Ali Jackson, a romantic coach based in New York, uses ChatGPT for some tasks – but she is not an evangelist. In the past six months or so, she says “every one” of her clients has come her expressing concern about “chatfishing” or people who use AI to create everything on their dating apps – all the way down to the DMs they send. I asked Jackson if my rule against ChatGPT users was too harsh. She said no, go forth and evaluate, though it might limit my dating pool – about 10% of the adult population now utilizes the tech.
“Ask yourself if your choice is really supporting your future goals,” Jackson said. “In your case, I would assume that’s one of your values, and it’s important to find someone whose values are in sync with yours.”
Other people get the AI ick, and not just when it comes to dating. Ana Pereira, 26, resides in Brooklyn and does sound for multiple live music venues across the city. She dreams about going into her phone settings and deactivating AI features on all her apps, though tech platforms from Google to Spotify make it nearly impossible to opt out. Pereira believes that using ChatGPT “demonstrates such a lack of initiative”.
“It’s like you can’t think for yourself, and you have to rely on an app for that,” she said.
Two of Pereira’s friends lately had a complicated breakup. She supported one of them after learning the other went to ChatGPT, a notoriously awful therapy substitute, not their partner, when they wanted to talk about their feelings. “It’s like they refused to sit through any difficult human feelings,” she said. “They just wanted to deal with something and move on, which is not how things work.”
Before long, I could not handle it on my own. I had grown too reliant on AI for the routine work.
Richard Barnes, who is 31 and is a marine biologist and restaurant server in Hawaii, is similarly weary. “I don’t know if I would think otherwise about someone who uses ChatGPT, but I would be like, ‘come on,’” he said. “You don’t need to depend on it to make a grocery list. Your life is probably not that hard. We can make the list together.”

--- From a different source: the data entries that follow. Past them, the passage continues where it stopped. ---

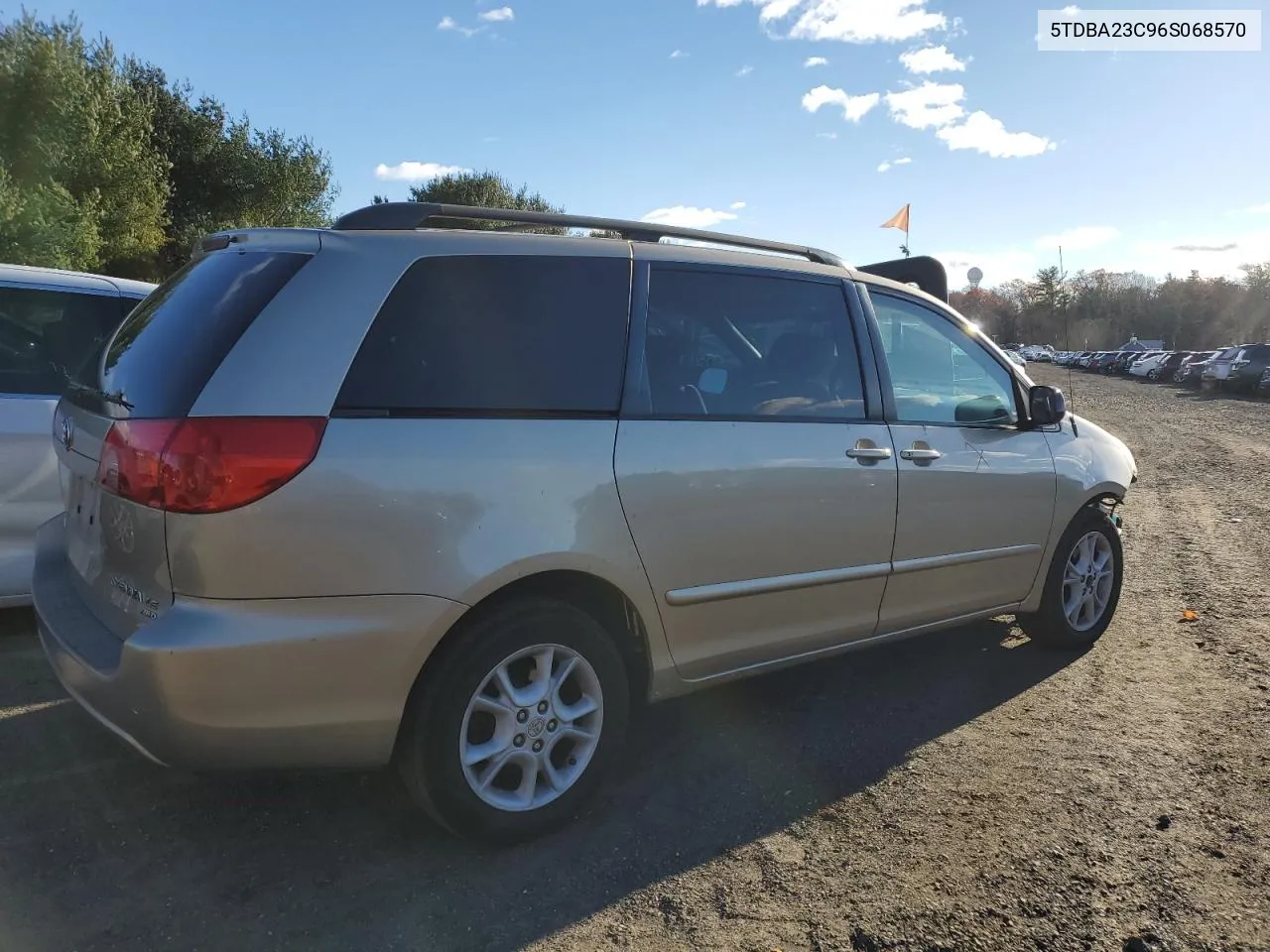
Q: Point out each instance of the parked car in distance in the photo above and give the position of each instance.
(1218, 370)
(1247, 367)
(51, 322)
(1147, 365)
(515, 484)
(1191, 370)
(1169, 366)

Guillermo del Toro’s statement that he’d “choose death” over using AI received significant coverage. Similarly, SZA’s Instagram stories tirade against the tech cautioning about “environmental racism” and showing fear over users who are “codependent on a machine”. The same goes for when Simu Liu, Alison Roman, Céline Dion, Emily Blunt, and others issued statements that are critical of AI in their respective industries. I believe these quotes go viral for a cause: people agree with them.
Even, to an extent, the people who run the tech industry. Last month, Pinterest added a filter that lets users disable AI content. Meta lets users mute, but not entirely deactivate, comparable slop on Instagram. Sources suggested that “cursor resistance” is on the rise, as some Silicon Valley professionals won’t use AI to write their code.
{Luciano Noijeen, a lead software engineer working in Greece and the Netherlands, told me that he eagerly used AI in the past to write or enhance his coding.|According to Luciano Noijeen, a {lead|
A tech journalist and VR specialist with over a decade of experience covering emerging technologies and digital culture.